O medo faz parte da nossa condição humana, pois não somos seres perfeitos, nem tampouco onipotentes. Quando tomamos consciência de nossa fragilidade diante de alguma realidade que supera nossas capacidade, ficamos abalados. Entretanto, não podemos sucumbir ao medo, mas buscar em Deus a força que nos sustenta e nos ampara, complementando nossas buscas humanas.

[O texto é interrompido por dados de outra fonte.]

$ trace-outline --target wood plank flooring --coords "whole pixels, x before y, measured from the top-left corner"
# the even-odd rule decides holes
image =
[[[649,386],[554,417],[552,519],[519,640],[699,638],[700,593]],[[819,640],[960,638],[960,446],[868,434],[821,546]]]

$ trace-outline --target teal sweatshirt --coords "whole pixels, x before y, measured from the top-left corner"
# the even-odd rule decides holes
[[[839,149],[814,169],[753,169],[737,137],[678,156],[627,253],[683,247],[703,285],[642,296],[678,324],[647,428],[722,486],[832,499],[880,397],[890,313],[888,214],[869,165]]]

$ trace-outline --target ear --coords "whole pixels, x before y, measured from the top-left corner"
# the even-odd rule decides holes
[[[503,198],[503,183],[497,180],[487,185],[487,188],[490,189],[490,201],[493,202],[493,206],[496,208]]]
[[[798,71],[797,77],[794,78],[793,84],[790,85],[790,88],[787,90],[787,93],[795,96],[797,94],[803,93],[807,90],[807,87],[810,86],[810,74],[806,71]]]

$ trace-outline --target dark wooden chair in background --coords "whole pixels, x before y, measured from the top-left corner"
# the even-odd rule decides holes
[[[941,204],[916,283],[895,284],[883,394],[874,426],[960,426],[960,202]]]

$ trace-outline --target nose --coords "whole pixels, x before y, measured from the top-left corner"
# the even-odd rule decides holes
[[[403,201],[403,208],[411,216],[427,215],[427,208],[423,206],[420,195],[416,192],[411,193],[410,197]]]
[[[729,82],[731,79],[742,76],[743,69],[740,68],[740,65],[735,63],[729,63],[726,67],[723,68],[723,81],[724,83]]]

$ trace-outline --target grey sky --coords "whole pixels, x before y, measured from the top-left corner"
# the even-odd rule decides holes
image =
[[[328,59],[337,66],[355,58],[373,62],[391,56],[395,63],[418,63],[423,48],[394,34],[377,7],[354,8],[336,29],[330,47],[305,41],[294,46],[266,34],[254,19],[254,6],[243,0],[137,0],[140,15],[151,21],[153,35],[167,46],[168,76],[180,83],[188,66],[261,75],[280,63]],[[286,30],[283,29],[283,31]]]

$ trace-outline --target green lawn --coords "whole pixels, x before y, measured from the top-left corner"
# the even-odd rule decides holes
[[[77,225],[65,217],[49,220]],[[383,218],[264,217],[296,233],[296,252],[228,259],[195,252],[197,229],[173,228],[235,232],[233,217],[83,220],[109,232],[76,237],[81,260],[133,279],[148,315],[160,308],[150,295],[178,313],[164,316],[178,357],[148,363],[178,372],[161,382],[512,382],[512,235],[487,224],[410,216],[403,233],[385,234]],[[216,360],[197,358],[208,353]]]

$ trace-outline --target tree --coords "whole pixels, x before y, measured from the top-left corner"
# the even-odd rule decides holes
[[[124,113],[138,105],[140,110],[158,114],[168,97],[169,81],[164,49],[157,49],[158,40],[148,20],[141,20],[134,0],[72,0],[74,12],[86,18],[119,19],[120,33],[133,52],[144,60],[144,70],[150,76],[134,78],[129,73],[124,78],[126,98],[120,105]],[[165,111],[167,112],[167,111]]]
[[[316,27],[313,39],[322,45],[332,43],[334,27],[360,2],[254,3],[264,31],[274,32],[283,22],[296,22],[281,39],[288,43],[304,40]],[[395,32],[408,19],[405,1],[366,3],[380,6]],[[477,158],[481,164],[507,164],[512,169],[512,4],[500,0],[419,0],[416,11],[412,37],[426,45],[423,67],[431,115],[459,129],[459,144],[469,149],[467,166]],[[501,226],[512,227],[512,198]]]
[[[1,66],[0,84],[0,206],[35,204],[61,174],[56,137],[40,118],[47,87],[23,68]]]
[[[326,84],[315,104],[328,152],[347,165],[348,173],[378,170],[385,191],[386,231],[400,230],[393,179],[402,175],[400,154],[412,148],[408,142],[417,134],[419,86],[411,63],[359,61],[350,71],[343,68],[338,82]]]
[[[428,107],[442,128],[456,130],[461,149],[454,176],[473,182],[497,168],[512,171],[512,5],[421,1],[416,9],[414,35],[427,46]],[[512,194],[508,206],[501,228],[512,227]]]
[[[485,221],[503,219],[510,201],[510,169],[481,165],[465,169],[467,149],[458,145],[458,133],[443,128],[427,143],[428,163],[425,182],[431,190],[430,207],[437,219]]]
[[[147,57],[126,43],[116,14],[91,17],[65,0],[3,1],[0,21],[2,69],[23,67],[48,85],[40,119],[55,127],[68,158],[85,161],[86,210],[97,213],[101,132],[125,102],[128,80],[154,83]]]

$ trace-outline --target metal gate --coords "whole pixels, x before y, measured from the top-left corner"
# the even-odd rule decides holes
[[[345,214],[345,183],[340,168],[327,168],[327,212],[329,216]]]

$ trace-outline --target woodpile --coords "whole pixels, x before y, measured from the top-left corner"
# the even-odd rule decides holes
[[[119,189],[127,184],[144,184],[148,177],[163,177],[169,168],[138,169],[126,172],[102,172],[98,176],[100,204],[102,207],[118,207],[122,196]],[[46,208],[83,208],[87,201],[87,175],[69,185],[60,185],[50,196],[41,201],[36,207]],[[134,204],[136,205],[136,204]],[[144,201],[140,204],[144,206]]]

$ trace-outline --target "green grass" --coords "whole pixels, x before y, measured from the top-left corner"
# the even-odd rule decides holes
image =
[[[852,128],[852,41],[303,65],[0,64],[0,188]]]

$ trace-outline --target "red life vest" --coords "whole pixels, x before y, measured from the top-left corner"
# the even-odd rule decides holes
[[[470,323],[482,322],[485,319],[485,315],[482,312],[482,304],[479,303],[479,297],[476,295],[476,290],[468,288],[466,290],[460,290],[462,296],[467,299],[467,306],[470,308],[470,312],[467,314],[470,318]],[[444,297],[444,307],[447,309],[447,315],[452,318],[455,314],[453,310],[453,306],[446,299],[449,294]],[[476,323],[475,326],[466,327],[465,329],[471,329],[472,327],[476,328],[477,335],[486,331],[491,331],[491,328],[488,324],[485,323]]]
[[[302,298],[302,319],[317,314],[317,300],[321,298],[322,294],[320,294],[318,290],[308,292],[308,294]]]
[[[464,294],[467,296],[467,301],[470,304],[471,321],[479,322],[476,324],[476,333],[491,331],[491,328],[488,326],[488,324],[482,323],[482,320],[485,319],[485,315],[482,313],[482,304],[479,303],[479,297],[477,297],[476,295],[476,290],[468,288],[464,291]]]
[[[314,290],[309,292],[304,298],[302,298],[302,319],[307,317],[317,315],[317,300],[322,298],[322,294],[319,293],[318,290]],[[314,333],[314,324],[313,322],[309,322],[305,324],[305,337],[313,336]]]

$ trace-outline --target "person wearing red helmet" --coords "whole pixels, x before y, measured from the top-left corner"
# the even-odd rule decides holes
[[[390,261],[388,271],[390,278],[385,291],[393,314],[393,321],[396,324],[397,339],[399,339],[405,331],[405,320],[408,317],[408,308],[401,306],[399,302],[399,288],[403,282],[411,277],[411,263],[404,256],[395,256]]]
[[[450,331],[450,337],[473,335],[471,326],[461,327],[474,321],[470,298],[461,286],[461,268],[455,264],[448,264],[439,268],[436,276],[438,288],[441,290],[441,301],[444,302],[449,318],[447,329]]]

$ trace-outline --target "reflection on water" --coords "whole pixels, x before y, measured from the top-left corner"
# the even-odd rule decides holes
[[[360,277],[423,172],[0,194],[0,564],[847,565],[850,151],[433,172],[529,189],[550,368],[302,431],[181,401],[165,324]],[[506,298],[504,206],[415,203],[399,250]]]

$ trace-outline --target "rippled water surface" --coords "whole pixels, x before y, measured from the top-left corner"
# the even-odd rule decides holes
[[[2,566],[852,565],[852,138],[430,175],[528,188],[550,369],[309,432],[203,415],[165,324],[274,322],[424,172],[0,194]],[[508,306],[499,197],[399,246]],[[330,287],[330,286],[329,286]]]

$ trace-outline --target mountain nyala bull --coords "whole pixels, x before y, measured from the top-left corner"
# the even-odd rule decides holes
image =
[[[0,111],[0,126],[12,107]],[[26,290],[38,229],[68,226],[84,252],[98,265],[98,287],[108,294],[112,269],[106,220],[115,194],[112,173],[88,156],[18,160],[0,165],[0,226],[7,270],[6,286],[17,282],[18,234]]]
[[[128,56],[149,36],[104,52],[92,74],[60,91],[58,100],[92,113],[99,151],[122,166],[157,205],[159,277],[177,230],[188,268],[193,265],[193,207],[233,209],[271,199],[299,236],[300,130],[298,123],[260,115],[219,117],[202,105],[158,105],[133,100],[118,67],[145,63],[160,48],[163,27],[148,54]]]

Essa foi a experiência que o profeta Jeremias fez, enfrentando a perseguição e o abandono por causa da Palavra de Deus. Diante da situação de injustiça social e de infidelidade religiosa de seu tempo, Jeremias não se cala e proclama que tais atitudes levariam o povo a uma situação de caos social, como aconteceu de fato, na perda da terra, da liberdade e na deportação para o exílio na Babilônia. Acuado por causa da rejeição ao anúncio que fazia da Palavra de Deus, Jeremias busca no Senhor a força que lhe falta, reconhecendo que Deus permanece ao seu lado como forte guerreiro que o protege e o guarda.


Essa mesma confiança na presença protetora e amorosa de Deus, Jesus pede que seus discípulos tenham, ao alertá-los sobre os desafios que enfrentariam na missão. As metáforas do fio de cabelo e dos pardais revelam o zelo permanente e completo que Deus tem por nós. Mesmo as realidades mais diminutas de nossa existência, como a quantidade de fios de cabelo, não passam despercebidos do olhar amoroso de Deus. É com essa confiança na presença e na proteção divina que podemos permanecer firmes na missão, mesmo enfrentando rejeição e perseguições.


Ainda mais, Jesus alerta-nos sobre o perigo de nos deixarmos dominar pelo medo e negarmos nossa fé, negarmos nosso amor a Ele diante do mundo. Por isso afirma que, antes de temer aqueles que podem matar o corpo, mas nada podem fazer com a nossa alma, devemos temer a destruição de nossa alma, ou seja, devemos antes de tudo, ter medo de perder a comunhão com Deus. Se negarmos nossa fidelidade ao Senhor e nos afastarmos de Seu amor, nada mais poderá nos guardar e proteger.


São Paulo nos recorda que toda desobediência ao Senhor, representada na atitude bíblica de Adão, é geradora de morte, pois quebra a comunhão de amor que une a humanidade a Deus. Já a atitude de Cristo, de fidelidade total ao projeto divino, mesmo enfrentando o sofrimento e a morte, é fonte de vida e de salvação para toda a humanidade.
Certos de que a fidelidade a Deus gera vida, e a desobediência gera morte, devemos permanecer firmes na missão de anunciar a Palavra de Deus. Por ser a luz que revela o íntimo dos corações, seu anúncio nem sempre é bem recebido, especialmente onde impera o pecado. Mas não podemos ficar calados por causa do medo. Devemos nos esforçar para conservar-nos fiéis ao Senhor e à sua Palavra de vida, pois Ele garante a vitória da Palavra e de seus anunciadores.